The WaPo's E.J. Dionne: GOP "Pulling President Down From His Olympian Perch"

It comes as no surprise that The Washington Post’s E.J. Dionne isn’t a fan of conservatives or Republicans, but it is occasionally surprising how far he goes to distort their positions in support of the Lightbringer. In his most recent piece, he takes the GOP to task for, get this, lack of consistency in attacking President Obama.

“Leaders do not operate in a vacuum. When they make strategic adjustments, their opponents do, too. President Obama has prompted just such a pivot by Republicans.


They’re criticizing him not for the decisions he’s made but for the ones he hasn’t, and the ones he delayed. They are attacking him not as a liberal ideologue but as a man in full flight from any ideological definition. If they once said his plans were too big, they are now asking if he has any plans at all.”

That may be technically correct, but it is only the first of many logical errors Mr. Dionne makes throughout. There is a qualitative difference in the fields being discussed. It’s true that, since his election, Mr. Obama has come under criticism for his hard left domestic policies. He has also been roundly criticized for his lack of any coherent policy on the international front. Well, outside of his attempts to ostracize allies and kowtow to enemies, he hasn’t been able make heads or tails of what is happening outside of the domestic sphere. Even his latest move to provide a no-fly zone over Libya has contradicted every other move he has made.

Mr. Dionne then begins to call out potential GOP candidates by name, picking quotes to show attacks on the President. In doing so he show his condescension to those who disagree with him, singling out Mitt Romney for saying Mr. Obama’s Libya policy is nuanced and wondering what’s wrong with that. A note, E.J. “nuanced” means “I don’t have the intestinal fortitude to have a solid opinion”.

All of these are only fun little tidbits until we get to the big whopper in the middle. Mr. Dionne is either not paying attention to what his President has said and done or he’s willfully lying about it.

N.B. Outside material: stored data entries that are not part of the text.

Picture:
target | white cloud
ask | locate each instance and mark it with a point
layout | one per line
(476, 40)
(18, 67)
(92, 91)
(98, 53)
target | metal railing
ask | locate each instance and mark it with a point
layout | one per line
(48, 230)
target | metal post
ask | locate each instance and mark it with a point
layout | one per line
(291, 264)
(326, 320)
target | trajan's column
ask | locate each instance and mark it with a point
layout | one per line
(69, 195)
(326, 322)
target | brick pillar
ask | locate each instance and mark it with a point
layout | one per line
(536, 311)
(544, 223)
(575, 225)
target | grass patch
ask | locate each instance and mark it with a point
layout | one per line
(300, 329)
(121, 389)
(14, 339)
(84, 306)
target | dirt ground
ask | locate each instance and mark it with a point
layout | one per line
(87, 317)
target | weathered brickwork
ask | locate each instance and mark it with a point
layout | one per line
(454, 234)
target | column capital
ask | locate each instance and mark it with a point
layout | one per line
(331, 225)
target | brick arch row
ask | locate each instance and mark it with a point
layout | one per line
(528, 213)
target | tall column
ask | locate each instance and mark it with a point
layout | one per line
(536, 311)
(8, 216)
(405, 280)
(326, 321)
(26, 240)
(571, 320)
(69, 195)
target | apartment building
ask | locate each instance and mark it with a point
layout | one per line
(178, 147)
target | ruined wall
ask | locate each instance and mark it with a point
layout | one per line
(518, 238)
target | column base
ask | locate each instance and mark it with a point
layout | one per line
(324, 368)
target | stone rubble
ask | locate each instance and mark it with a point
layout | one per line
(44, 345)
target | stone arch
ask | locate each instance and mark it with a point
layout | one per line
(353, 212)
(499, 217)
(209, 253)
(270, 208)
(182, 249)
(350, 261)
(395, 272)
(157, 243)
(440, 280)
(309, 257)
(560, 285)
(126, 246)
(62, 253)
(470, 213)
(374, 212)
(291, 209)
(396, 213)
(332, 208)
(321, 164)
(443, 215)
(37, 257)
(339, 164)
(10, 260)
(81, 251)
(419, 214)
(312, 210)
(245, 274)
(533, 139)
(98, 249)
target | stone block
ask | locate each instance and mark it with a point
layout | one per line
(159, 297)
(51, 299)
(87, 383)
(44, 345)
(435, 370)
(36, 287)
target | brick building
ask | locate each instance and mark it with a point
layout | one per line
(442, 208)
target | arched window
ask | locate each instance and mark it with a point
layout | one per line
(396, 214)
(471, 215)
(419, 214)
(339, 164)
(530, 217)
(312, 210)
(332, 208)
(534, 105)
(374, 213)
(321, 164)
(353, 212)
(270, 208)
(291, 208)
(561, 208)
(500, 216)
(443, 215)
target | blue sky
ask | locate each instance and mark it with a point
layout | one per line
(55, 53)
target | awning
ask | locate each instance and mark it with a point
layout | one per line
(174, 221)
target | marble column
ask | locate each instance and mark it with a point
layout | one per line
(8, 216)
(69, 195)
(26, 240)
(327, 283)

“They did so in response to Obama’s own moves since the 2010 election designed to place himself above partisan infighting in Congress and to cast him as a moderate, forward-looking, non-ideological voice trying to talk reason to politicians mired in the past’s unproductive bickering.”

This is the same President who when it came to negotiating with Republicans after the 2008 election famously told them the reason they should sign on to everything he wanted was because “I won.”

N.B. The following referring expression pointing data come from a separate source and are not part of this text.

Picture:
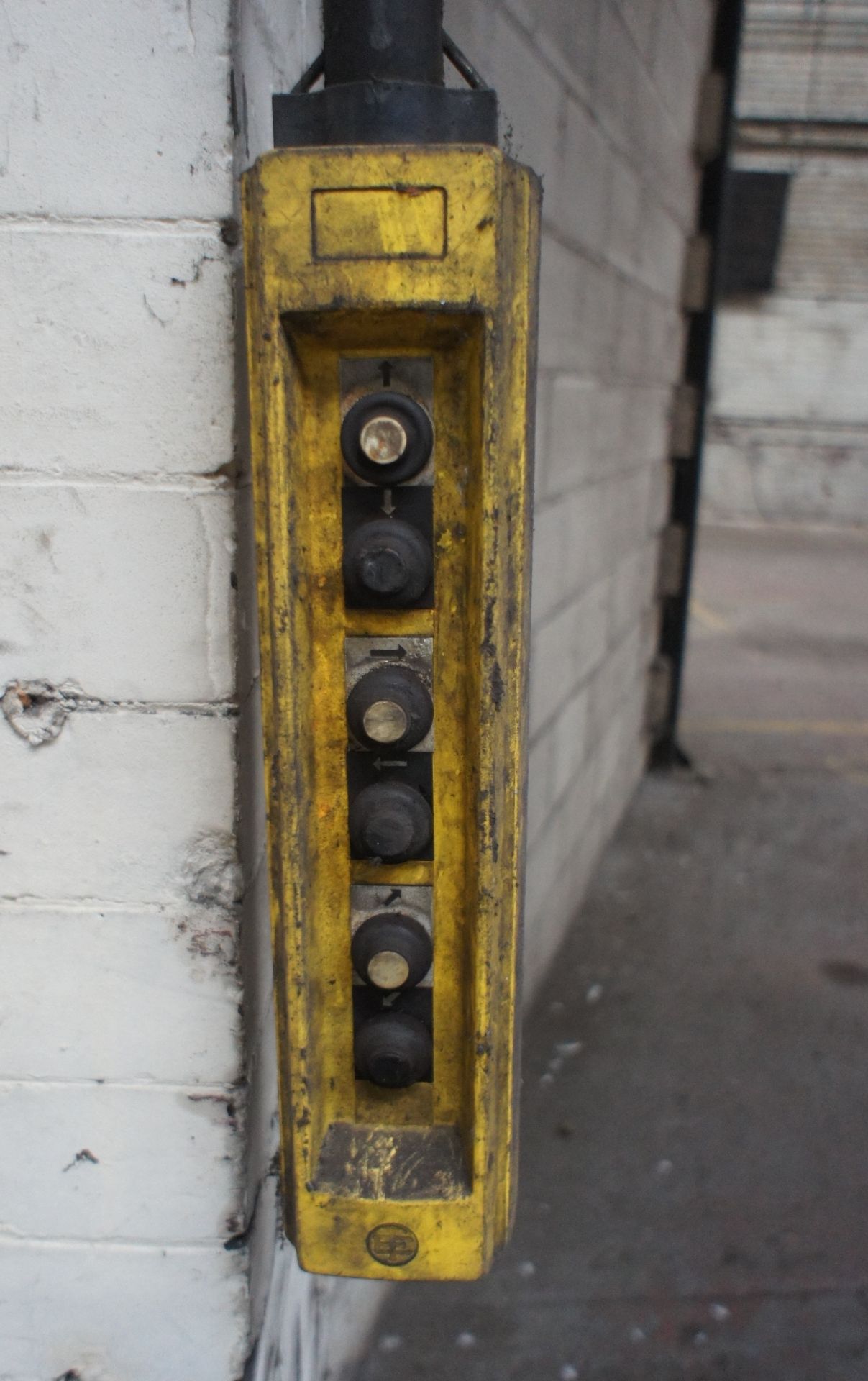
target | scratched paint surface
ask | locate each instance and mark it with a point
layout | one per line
(472, 312)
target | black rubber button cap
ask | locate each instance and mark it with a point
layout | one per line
(398, 687)
(387, 562)
(390, 821)
(417, 429)
(393, 1050)
(395, 934)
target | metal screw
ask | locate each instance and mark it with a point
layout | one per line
(388, 970)
(385, 721)
(383, 439)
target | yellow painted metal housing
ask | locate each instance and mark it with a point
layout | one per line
(405, 253)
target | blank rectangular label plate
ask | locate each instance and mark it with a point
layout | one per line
(378, 223)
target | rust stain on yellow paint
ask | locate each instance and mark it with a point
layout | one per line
(435, 1163)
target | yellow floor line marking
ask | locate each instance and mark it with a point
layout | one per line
(708, 619)
(831, 728)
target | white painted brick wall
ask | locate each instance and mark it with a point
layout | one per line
(126, 534)
(119, 992)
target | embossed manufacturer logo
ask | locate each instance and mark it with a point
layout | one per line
(392, 1244)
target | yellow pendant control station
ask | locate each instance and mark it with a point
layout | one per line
(391, 316)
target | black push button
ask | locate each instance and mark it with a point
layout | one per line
(387, 562)
(390, 821)
(387, 438)
(391, 950)
(393, 1050)
(390, 708)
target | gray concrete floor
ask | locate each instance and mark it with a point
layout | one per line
(695, 1139)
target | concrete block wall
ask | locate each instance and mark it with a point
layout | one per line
(602, 100)
(120, 1037)
(138, 1067)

The fact is that his moves since the 2010 election have been to double down on health care reform, abrogate responsibility for upholding the law on social issues that he disagrees with, ignore court orders to resume drilling in the Gulf, oppose 2nd Amendment rights, etc. ad nauseam. The only proof that Mr. Dionne brings is Mr. Obama signing the lame duck session’s extension of the Bush tax cuts in exchange for extending unemployment benefits. This good will didn’t last long and was obviously the result of the shellacking that the Democrats took in the elections. But this single magnanimous act of Mr. Obama was enough, in the author’s eyes, to raise him to rarefied heights of extraordinary bipartisan wonder, a situation that the Republicans cannot abide. So, according to Mr. Dionne they have to pull every dastardly trick possible to cut him down from his moral ascendancy. They’ve done everything they can to “pull the president down from his Olympian perch.” No, that wasn’t my snark, those were the actual words Mr. Dionne used. Really. No joke.

So what did they do? They asked where he’s been. Why he hasn’t been engaging in, well, politics. Why he didn’t sound off on Social Security, Libya, radiation? I know, horrific.

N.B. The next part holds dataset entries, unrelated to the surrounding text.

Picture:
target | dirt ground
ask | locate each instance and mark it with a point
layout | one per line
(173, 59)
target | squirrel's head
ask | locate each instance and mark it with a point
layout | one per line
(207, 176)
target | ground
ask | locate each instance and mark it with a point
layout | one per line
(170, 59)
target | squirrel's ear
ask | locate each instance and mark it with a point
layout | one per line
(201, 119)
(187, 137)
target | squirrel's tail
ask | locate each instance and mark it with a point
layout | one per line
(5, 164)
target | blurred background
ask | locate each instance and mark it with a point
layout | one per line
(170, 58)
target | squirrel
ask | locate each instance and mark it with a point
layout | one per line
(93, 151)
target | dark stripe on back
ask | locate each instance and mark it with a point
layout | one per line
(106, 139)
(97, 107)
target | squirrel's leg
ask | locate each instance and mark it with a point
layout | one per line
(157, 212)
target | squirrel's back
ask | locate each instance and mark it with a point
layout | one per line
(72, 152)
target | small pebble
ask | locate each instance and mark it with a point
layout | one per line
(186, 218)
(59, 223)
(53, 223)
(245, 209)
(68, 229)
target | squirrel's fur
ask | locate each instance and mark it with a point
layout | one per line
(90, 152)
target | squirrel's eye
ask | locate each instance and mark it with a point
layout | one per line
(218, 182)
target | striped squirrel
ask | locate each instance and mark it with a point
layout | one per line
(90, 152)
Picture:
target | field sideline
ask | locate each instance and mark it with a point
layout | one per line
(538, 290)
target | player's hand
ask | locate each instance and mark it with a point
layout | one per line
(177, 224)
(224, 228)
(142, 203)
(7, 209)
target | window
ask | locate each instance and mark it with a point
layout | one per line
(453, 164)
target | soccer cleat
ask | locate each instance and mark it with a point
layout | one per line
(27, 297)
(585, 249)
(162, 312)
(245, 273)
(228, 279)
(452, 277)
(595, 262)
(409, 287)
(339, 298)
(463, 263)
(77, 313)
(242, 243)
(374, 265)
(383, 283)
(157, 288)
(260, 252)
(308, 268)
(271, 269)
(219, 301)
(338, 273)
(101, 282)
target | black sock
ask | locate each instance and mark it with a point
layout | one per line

Of course, to end it off, Mr. Dionne has to break out a poll to show that all is okay with the New, Improved Abstracted Obama, he’s leading an unnamed Republican in a theoretical Presidential race.

Ending on this note:

“It’s hard for the president to remain above the battle, even in a country that claims to despise Washington infighting.”

The President, until now, has not shied away from throwing himself into the political fray at every opportunity and in the most partisan ways possible. Suddenly he has nothing to say on the most contentious issues of the day. I know what conclusion I would arrive at, but then again, I don’t like Kool-Aid.